Greenplum
This page will guide you through the setup of Greenplum in K using the direct connect method.
Integration details
Scope | Included | Comments |
---|---|---|
Metadata | YES |
|
Lineage | YES |
|
Usage | No |
|
Sensitive Data Scanner | No |
|
Step 1) Establish Greenplum Access
You will need to create a user <kada user> for the K Platform.
Generally all users should have access to the pg_catalog tables on Database creation for Greenplum.
In the event the user doesn’t have access, explicit grants will need to be done per new Database in Greenplum to the <kada user>.
GRANT USAGE ON SCHEMA pg_catalog TO <kada user>;
GRANT SELECT ON ALL TABLES IN SCHEMA pg_catalog TO <kada user>;
The user used for the extraction must also be able to connect to the the databases needed for extraction.
PG Tables
The user must have access to these pg_catalog tables per applicable database in Greenplum
pg_class
pg_namespace
pg_proc
pg_database
pg_language
pg_type
pg_collation
pg_depend
pg_sequence
pg_constraint
pg_authid
pg_auth_members
Databases
The user must also be able to connect to all databases that you want onboarded.
Step 2) Connecting K to Greenplum
Select Platform Settings in the side bar
In the pop-out side panel, under Integrations click on Sources
Click Add Source and select Greenplum
Select Direct Connect and add your Greenplum details and click Next
Fill in the Source Settings and click Next
Name: The name you wish to give your Greenplum Instance in K
Host: Add your Greenplum host (found in your Greenplum URL)
Omit the https:// from the UR
Add the Connection details and click Save & Next when connection is successful
Host: Use the same details you previously added in the Host setting
Username: Add the Greenplum user name you created in Step 1
Password: Add the Greenplum user password you created in Step 1
Test your connection and click Save
Select the Databases you wish to load into K and click Finish Setup
All databases will be listed. If you have a lot of databases this may take a few seconds to load
Return to the Sources page and locate the new Greenplum source that you loaded
Click on the clock icon to select Edit Schedule and set your preferred schedule for the Snowflake load
Note that scheduling a source can take up to 15 minutes to propagate the change.

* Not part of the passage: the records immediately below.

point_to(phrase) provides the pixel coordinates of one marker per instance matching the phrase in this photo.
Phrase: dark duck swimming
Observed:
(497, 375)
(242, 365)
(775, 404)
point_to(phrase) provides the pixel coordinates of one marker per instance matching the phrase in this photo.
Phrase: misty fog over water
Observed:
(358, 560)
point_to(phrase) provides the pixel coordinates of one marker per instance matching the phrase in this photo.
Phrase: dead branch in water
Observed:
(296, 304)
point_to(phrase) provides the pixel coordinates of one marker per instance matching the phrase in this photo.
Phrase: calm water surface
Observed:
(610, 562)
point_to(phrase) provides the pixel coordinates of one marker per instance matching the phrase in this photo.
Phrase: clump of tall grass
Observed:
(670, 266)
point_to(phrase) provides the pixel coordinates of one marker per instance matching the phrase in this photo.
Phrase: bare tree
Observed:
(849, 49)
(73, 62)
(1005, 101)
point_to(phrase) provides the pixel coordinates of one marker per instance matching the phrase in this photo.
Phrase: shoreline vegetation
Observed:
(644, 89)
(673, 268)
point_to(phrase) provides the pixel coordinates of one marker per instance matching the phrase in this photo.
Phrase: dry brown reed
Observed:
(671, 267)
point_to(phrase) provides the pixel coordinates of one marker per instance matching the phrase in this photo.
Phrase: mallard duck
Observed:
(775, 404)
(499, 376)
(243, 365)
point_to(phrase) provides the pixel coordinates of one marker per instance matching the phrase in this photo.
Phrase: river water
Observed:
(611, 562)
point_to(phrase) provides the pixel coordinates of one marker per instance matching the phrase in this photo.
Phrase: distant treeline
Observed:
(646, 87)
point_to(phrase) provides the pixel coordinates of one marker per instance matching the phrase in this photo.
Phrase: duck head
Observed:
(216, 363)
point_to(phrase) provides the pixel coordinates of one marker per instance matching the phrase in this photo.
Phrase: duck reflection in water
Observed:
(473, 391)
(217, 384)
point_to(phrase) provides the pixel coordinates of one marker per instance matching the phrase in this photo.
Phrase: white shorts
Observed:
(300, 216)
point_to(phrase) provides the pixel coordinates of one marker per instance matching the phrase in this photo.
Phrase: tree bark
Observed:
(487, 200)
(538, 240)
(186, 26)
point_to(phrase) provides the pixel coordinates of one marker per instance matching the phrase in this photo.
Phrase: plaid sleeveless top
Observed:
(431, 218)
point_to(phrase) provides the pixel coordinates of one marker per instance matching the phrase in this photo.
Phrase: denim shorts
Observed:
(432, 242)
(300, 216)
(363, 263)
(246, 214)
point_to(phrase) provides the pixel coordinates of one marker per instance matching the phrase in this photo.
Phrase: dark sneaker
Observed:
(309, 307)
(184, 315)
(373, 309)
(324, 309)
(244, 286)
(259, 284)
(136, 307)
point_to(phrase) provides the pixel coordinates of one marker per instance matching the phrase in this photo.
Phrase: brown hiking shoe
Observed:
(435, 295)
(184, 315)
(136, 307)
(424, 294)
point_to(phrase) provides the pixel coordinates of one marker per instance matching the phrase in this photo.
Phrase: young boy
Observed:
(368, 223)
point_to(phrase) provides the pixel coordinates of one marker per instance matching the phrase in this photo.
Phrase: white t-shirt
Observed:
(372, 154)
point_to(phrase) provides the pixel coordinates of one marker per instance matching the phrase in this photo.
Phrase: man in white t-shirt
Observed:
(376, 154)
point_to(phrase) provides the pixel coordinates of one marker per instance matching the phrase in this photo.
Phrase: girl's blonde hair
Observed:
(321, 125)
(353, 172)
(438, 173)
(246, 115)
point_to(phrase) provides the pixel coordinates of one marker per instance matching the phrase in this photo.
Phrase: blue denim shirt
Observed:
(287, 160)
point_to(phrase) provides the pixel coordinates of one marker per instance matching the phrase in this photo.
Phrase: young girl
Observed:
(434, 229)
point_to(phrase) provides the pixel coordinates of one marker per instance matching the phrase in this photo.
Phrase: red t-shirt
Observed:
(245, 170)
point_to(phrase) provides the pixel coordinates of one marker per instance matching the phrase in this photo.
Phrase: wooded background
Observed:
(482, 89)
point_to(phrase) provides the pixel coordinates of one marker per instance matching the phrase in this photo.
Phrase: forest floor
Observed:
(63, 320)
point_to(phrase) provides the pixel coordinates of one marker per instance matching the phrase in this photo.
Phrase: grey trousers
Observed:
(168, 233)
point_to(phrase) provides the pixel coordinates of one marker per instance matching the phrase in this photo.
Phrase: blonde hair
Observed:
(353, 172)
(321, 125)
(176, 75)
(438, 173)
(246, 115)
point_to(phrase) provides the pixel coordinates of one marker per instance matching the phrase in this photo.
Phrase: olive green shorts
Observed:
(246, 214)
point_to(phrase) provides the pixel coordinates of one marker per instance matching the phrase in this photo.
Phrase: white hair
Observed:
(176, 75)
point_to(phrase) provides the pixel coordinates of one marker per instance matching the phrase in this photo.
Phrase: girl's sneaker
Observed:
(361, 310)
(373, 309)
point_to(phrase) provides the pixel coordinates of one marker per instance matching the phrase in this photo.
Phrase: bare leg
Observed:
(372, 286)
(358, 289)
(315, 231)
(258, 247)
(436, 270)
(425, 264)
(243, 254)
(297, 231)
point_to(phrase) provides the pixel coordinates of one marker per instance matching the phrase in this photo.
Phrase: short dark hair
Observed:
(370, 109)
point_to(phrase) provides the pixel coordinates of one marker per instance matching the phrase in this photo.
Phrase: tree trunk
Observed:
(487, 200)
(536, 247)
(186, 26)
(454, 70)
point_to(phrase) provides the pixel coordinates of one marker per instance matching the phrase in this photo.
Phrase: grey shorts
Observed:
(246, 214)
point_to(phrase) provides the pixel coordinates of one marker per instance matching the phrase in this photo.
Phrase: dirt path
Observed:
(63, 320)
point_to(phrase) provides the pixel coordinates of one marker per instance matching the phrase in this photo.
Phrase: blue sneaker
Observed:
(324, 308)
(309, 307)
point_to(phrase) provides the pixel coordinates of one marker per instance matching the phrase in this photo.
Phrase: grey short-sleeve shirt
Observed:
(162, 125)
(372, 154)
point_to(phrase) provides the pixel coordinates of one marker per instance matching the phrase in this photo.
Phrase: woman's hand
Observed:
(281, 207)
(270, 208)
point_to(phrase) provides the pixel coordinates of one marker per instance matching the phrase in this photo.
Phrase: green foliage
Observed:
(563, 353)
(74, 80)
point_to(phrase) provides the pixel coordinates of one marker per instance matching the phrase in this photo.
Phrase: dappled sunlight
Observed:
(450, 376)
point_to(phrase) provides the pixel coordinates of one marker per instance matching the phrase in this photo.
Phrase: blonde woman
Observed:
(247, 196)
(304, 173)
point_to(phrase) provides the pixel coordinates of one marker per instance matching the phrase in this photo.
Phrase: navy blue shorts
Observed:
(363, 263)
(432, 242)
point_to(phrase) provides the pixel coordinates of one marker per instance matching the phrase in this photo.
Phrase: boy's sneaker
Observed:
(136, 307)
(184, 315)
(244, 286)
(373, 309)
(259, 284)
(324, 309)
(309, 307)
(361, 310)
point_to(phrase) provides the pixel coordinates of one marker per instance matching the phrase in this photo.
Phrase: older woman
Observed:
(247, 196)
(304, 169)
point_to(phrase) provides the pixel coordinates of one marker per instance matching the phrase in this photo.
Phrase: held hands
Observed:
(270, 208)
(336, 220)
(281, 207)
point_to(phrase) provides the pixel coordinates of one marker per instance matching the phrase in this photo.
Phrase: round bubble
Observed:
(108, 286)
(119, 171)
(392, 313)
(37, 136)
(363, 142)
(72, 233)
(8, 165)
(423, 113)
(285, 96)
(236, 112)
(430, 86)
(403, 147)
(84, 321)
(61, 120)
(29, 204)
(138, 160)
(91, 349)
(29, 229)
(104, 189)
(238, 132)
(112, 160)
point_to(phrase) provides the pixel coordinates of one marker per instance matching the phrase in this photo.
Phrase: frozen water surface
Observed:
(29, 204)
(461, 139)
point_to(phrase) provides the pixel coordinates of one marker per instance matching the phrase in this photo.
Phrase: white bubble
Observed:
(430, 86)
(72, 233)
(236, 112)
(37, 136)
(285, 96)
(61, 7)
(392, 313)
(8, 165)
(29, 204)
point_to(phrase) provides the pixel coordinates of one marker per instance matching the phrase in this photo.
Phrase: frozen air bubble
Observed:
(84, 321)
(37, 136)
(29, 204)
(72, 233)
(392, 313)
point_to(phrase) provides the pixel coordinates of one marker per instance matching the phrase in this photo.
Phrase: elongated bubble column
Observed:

Step 3) Manually run an ad hoc load to test Greenplum setup
Next to your new Source, click on the Run manual load icon
Confirm how your want the source to be loaded
After the source load is triggered, a pop up bar will appear taking you to the Monitor tab in the Batch Manager page. This is the usual page you visit to view the progress of source loads
A manual source load will also require a manual run of
DAILY
GATHER_METRICS_AND_STATS
To load all metrics and indexes with the manually loaded metadata. These can be found in the Batch Manager page
Troubleshooting failed loads
If the job failed at the extraction step
Check the error. Contact KADA Support if required.
Rerun the source job
If the job failed at the load step, the landing folder failed directory will contain the file with issues.
Find the bad record and fix the file
Rerun the source job